Monday, May 6, 2019





—I DON’T WANNA LIVE LIKE THIS, BUT I DON’T WANNA DIE      
                                 
                                   Madagascar

Clumsy girl, always falling.  That’s what her mother says. 
Others say something similar. 
Her father, her brothers say, Klutz.  Say, Idiot.  Say, Retard.  Say, Yo, Helen Keller missed a step.  
And so yes, of course, she’s fallen again. 
This time a new gash, shaped like Madagascar, rises over one knee.
When she blows on the fresh blood, the blonde hairs beneath the wound seem to sway like stalks of wheat.
She bends her leg and feels the burn sing a Capello all the way up to her throat. 
She perches her chin on the part of her knee that is unmarred, and stares down at the other rapt, as if she is meeting Jesus or the Devil.
The girl thinks it beautiful, spectacular even, though she keeps this to herself. 

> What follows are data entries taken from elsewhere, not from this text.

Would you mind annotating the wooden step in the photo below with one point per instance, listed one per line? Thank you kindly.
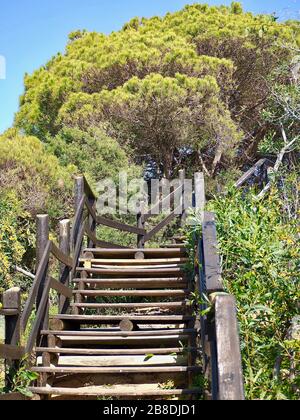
(118, 370)
(135, 272)
(112, 333)
(141, 293)
(149, 305)
(130, 253)
(118, 360)
(135, 283)
(134, 262)
(113, 319)
(172, 247)
(107, 340)
(100, 352)
(130, 390)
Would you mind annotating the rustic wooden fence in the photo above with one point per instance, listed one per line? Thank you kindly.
(220, 338)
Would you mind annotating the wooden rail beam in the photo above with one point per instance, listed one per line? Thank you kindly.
(230, 373)
(212, 267)
(65, 270)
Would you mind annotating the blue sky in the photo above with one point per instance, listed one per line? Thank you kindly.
(32, 31)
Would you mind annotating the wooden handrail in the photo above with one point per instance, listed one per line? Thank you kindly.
(61, 288)
(229, 360)
(88, 190)
(252, 171)
(60, 256)
(9, 352)
(211, 258)
(120, 226)
(90, 210)
(162, 224)
(36, 284)
(161, 203)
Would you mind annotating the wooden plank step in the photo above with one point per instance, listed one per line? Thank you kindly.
(172, 247)
(149, 305)
(139, 341)
(111, 319)
(118, 361)
(134, 269)
(119, 370)
(142, 293)
(100, 352)
(110, 333)
(140, 273)
(135, 283)
(127, 253)
(134, 262)
(130, 390)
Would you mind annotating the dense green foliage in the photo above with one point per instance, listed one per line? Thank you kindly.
(206, 88)
(260, 250)
(198, 62)
(31, 182)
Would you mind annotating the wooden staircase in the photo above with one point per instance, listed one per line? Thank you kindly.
(124, 346)
(129, 322)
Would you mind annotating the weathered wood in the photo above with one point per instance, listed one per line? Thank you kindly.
(104, 244)
(78, 222)
(162, 224)
(9, 352)
(42, 240)
(109, 333)
(141, 226)
(42, 314)
(64, 320)
(91, 210)
(120, 370)
(136, 283)
(150, 340)
(120, 226)
(200, 199)
(130, 253)
(78, 248)
(252, 171)
(212, 266)
(13, 396)
(9, 312)
(135, 262)
(170, 198)
(60, 288)
(60, 256)
(88, 190)
(43, 267)
(135, 272)
(100, 352)
(144, 293)
(149, 305)
(79, 191)
(130, 390)
(12, 301)
(230, 374)
(92, 237)
(127, 325)
(65, 271)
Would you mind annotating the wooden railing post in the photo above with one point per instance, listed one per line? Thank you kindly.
(199, 196)
(12, 304)
(78, 195)
(182, 181)
(141, 225)
(42, 239)
(65, 247)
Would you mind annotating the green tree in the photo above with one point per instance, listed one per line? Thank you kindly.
(239, 50)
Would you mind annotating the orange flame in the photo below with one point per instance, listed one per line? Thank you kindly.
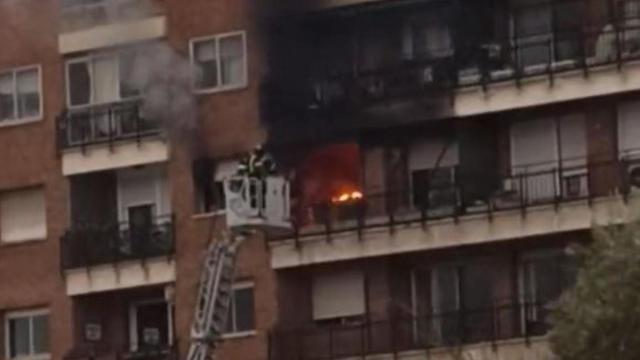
(347, 197)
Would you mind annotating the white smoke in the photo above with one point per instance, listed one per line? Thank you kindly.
(164, 77)
(166, 80)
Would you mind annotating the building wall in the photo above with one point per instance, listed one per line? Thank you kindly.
(228, 125)
(29, 272)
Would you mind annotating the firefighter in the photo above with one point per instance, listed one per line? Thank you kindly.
(260, 163)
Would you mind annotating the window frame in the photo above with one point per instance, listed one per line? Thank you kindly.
(29, 119)
(134, 341)
(30, 314)
(231, 330)
(41, 188)
(216, 38)
(89, 59)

                                 *   *   *

Initially, her falling is accidental.  She really is a Klutz, an idiot, Helen Keller missing a step.
But then the idea blooms without her, like a weed or virus, and it becomes a plaything, a hobby, like scrapbooking.
She loves the ceremonial aspect of it, the predictability, the belief that here is something she can both cause and control.
There’s also an intimacy in self-wounding.  A decadent thrill in the quick bite and lingering sting.  It reminds her she’s alive and that life is ultimately painful yet meant to be endured.
What fascinates her most, though, is the scab, how it grows surreptitiously, hardening magically, as if a separate limb is trying to sprout.

                                   *   *   *

Before long, the girl discovers an added benefit.
It happens the night she’s done something wrong again. 
Her father beats her across the back of the head with a hairbrush.  They’re in the bathroom, alone.  Her father swings and swings.  He shouts, Rude! Rude! Rude! into the mirror, before God, before the angels, before both their reflections.  While the girl clasps the towel tighter around her body, her father presses and presses from behind.

                                *   *   *

Afterward, the scab becomes a rabid monkey gone berserk, screaming for attention.
To drown out the noise, the girl rakes her nails across the scab, light as butterflies at first, then hard as a cheese-grater.  She picks out crusty slivers.  She taps the pasty blood and uses some to draw a pair of wings across her calf.  She claws at the mashed-up scab some more.  Blood keeps oozing out, so she dips a fingertip and paints a body between the wings.  Then a face.  It’s a cartoonish depiction at best, yet she recognizes the person as herself.
Someone’s at her bedroom door, working the locked knob.  The girl only half-hears it.  She’s focused on the scab that’s become a fresh wound, no longer looking anything like Madagascar. 
Still that’s where she sends herself.
She lifts off her own calf, crimson wings spread in flight.  She flies through the ceiling, the roof, the clouds.  She flies past the night and everything it wants to do to her.  She soars and never looks down, never looks back.